Other benefits that are sometimes available under the same maternity coverage might include caesarean deliveries, natural abortions and elective abortions.
Emergency First Aid Coverage applies to an accident that may call for immediate first-aid on the scene. This applies when a medical professional who just happens on the scene provides first-aid service he/she might bill the insured. Sometimes treatment like this must be performed without the knowledge or assent of the insured. Some policies offer coverage for such contingencies and normally must incur within a very short time after an accident.
Mental Infirmity historically has been excluded from most policies.

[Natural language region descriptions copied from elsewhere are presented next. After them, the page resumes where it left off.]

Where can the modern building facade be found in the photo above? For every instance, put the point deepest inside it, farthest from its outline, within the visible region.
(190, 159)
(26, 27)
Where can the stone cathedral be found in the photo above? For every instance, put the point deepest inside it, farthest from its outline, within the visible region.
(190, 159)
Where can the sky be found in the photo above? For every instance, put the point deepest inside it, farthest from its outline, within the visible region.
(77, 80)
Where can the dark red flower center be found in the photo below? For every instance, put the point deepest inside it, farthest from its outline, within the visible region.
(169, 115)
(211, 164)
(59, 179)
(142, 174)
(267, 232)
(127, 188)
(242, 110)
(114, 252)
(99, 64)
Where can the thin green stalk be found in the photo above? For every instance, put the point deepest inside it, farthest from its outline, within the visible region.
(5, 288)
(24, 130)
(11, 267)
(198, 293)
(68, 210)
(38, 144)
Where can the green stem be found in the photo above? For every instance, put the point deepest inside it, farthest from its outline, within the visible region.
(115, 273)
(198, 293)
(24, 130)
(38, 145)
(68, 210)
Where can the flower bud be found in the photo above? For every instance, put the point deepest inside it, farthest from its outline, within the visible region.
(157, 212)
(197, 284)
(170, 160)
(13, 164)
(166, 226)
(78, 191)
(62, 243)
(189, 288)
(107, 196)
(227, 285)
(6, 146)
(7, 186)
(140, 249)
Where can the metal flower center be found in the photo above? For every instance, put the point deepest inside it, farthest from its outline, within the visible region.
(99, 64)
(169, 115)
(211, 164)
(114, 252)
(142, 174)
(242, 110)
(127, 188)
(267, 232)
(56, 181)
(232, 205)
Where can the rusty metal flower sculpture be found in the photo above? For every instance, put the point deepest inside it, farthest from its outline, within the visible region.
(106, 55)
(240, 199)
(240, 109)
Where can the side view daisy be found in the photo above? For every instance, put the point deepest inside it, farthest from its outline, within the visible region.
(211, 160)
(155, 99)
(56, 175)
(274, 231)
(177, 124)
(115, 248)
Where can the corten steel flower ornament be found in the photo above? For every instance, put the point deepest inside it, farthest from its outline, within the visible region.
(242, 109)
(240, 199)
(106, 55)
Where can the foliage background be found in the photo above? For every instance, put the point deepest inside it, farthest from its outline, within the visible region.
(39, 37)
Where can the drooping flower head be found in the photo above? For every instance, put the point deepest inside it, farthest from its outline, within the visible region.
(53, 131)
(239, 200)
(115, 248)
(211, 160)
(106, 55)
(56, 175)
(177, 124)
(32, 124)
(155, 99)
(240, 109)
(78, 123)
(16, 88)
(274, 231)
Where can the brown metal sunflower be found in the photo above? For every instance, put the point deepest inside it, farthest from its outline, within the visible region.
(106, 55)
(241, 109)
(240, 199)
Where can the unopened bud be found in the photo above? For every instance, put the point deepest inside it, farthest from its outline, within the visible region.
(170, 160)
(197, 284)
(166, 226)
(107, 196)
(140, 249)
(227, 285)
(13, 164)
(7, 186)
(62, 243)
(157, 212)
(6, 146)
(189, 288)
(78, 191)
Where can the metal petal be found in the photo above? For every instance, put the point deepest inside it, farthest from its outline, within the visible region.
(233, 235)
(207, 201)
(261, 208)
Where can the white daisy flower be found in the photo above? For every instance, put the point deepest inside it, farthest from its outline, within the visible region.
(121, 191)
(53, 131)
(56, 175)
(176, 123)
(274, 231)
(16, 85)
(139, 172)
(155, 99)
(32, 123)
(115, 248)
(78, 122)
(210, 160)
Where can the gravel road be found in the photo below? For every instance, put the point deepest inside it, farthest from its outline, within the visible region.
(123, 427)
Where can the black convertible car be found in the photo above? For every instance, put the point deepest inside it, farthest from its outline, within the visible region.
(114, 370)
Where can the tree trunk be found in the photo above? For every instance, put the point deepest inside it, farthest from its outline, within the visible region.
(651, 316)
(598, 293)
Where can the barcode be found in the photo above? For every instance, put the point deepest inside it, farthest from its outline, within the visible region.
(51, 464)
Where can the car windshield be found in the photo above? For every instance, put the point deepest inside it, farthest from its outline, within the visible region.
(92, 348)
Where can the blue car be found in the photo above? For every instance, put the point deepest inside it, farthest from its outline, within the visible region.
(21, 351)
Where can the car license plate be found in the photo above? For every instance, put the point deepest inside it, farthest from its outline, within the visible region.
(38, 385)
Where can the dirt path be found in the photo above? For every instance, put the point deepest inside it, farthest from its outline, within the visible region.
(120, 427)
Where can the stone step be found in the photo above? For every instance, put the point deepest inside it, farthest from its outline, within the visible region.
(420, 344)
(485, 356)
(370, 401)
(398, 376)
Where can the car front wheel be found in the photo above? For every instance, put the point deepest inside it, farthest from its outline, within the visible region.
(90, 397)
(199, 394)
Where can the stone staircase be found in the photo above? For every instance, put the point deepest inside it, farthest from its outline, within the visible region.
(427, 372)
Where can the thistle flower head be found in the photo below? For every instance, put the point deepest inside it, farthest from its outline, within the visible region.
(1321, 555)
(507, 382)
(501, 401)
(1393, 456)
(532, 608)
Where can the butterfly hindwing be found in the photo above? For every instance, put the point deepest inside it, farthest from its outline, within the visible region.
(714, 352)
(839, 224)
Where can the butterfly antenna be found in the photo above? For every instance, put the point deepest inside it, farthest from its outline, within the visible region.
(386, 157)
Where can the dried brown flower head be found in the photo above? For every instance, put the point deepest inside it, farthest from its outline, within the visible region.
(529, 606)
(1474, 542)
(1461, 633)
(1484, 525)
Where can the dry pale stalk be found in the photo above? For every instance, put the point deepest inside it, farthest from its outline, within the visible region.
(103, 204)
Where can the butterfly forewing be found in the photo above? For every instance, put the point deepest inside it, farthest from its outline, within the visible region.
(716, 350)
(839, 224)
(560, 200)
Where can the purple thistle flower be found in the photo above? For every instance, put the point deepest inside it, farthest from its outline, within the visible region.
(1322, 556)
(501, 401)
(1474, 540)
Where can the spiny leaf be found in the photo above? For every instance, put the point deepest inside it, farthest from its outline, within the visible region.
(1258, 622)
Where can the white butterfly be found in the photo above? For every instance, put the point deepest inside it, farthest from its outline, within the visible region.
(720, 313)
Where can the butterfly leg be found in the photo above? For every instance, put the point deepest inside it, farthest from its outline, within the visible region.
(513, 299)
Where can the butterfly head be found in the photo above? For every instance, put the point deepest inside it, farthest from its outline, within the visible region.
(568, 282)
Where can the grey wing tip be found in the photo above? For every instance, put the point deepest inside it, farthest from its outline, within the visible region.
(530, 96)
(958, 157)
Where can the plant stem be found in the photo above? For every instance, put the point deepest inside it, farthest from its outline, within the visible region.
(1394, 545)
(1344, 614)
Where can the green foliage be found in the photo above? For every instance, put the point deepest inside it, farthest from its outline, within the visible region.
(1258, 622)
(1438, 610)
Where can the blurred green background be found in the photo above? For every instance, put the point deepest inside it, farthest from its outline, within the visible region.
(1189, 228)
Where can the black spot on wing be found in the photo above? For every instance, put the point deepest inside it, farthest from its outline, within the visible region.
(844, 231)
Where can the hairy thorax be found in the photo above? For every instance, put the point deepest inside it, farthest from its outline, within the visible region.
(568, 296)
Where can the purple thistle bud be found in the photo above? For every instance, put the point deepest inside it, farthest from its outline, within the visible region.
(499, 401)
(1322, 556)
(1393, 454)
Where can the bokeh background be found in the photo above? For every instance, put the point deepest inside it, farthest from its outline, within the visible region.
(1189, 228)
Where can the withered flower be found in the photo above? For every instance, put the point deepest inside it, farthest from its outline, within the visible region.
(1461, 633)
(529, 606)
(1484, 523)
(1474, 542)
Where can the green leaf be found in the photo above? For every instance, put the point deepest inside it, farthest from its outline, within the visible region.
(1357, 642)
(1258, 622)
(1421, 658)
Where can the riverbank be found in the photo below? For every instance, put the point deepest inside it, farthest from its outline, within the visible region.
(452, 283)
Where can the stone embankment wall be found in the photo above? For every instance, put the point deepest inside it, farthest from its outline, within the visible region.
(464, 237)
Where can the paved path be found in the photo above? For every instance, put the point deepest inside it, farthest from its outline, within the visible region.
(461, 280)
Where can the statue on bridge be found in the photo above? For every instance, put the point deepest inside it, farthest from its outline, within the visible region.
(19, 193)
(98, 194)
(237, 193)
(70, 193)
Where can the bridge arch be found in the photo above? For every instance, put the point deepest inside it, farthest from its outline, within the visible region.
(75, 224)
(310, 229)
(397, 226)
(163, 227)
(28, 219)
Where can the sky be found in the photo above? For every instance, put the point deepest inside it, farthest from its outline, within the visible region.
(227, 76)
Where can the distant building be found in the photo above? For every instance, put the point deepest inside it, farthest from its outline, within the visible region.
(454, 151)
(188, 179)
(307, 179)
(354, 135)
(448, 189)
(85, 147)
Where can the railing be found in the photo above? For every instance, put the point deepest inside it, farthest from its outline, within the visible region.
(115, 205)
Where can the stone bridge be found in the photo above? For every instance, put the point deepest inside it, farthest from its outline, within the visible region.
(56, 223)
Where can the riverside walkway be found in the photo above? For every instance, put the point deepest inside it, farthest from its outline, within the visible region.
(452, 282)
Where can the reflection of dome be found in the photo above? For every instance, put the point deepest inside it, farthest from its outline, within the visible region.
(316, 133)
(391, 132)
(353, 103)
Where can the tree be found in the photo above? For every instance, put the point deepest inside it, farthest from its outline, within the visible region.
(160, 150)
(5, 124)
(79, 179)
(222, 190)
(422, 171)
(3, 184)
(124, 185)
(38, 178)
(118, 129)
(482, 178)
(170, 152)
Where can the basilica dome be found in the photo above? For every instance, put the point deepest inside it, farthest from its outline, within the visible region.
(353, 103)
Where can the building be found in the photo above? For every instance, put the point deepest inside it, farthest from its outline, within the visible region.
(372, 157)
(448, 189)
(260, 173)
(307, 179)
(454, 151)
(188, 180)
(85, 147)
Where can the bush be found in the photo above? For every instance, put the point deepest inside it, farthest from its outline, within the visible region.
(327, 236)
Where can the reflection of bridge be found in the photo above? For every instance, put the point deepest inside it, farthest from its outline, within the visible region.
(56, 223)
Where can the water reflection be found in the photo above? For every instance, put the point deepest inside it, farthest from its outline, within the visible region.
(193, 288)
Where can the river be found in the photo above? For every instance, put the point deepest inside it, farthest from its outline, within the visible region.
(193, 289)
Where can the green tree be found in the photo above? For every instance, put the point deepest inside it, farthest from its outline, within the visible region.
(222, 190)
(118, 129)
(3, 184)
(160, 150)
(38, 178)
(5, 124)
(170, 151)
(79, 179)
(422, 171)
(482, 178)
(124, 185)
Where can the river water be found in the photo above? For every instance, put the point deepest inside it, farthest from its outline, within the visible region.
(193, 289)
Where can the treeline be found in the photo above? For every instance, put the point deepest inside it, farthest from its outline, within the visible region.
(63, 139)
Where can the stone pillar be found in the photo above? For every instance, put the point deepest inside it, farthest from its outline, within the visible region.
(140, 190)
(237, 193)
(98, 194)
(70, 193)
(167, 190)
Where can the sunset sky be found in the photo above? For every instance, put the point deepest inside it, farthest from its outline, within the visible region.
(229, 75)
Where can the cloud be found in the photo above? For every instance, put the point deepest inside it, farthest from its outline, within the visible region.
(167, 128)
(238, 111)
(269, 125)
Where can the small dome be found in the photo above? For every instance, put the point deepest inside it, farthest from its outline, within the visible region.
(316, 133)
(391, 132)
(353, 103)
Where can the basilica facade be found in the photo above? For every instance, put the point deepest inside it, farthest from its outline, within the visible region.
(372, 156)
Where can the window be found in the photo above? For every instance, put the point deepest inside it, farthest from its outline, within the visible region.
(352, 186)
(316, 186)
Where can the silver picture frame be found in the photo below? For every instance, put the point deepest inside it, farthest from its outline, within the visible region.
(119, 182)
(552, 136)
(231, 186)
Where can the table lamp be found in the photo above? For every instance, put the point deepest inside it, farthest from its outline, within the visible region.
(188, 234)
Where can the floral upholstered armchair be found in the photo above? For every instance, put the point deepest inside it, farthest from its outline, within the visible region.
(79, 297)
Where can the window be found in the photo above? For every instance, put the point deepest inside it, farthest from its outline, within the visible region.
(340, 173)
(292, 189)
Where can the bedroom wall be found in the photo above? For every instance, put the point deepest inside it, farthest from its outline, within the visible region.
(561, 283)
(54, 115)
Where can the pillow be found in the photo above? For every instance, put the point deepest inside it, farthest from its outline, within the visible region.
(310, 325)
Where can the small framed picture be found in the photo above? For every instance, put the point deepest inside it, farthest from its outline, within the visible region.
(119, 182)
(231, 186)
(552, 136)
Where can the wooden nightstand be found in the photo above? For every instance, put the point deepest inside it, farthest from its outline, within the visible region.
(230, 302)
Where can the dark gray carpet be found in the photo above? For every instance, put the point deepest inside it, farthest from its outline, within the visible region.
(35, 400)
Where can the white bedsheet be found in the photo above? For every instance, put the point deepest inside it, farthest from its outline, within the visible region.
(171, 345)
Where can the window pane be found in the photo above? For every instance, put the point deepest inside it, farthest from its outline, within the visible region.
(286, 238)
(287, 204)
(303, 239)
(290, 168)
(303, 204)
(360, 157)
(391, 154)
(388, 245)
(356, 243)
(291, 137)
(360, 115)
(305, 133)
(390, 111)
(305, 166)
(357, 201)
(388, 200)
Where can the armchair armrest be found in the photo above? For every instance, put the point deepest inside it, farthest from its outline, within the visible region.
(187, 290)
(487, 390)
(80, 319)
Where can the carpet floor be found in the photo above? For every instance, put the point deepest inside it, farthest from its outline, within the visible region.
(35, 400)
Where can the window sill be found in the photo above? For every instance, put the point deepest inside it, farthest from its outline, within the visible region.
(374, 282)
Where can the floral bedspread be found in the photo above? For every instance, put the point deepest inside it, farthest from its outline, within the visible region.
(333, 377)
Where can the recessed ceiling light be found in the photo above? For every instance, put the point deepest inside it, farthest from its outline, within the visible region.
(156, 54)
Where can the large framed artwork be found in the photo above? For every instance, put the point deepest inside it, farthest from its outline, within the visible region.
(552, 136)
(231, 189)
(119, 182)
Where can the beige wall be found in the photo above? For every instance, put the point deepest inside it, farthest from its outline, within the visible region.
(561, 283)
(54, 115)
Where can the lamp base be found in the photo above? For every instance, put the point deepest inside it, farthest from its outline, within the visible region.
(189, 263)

However, in recent years more and more policies include this type of coverage but with limitations. The benefits are usually much lower than physical ailments and a stated percentage of the benefit paid for other types of medical care is included.
Common exclusions and limitations. Both disability income and medical expense policies limit or exclude coverage for certain types of injuries or illness. There is a difference between limitations and exclusions. The mental infirmity policy limitations we discussed above is an example, whereas an exclusion is completely omitted from any coverage.
CONDITIONS YOUR POLICY MAY NOT COVER
It is important that you deal with a knowledgeable agent because state laws and policies may differ on specific items. Some items that fall into the common exclusions and limitations might be:
- Pre-existing conditions as defined by your policy and dictated by state law.
- Hernia however the growing trend is to cover the condition.
- Self-inflicted injuries
- Suicide
- War and/or acts of ware that result in injury or death
- Military duty
- Non-commercial air travel
- Injury while committing a felony
- Injury, illness or death incurred while under the influence of alcohol or narcotics
- Cosmetic surgery unless for surgery required as a result of an accidental injury or a congenital defect
- Dental expense, unless resulting from accidental injury
- Vision correction such as eye exams, eyeglasses and contact lenses
- Care provided by governmental facility which is normally covered by the Veterans Administration or by workers compensation
- Sexually transmitted diseases
- Experimental procedures
- Organ transplant
- Infertility treatment and services
- Alcohol and drug abuse treatment
Remember, as the buyer it is your obligation to know exactly what conditions and illnesses are excluded from your coverage. Know what you’re getting before you sign on the dotted line.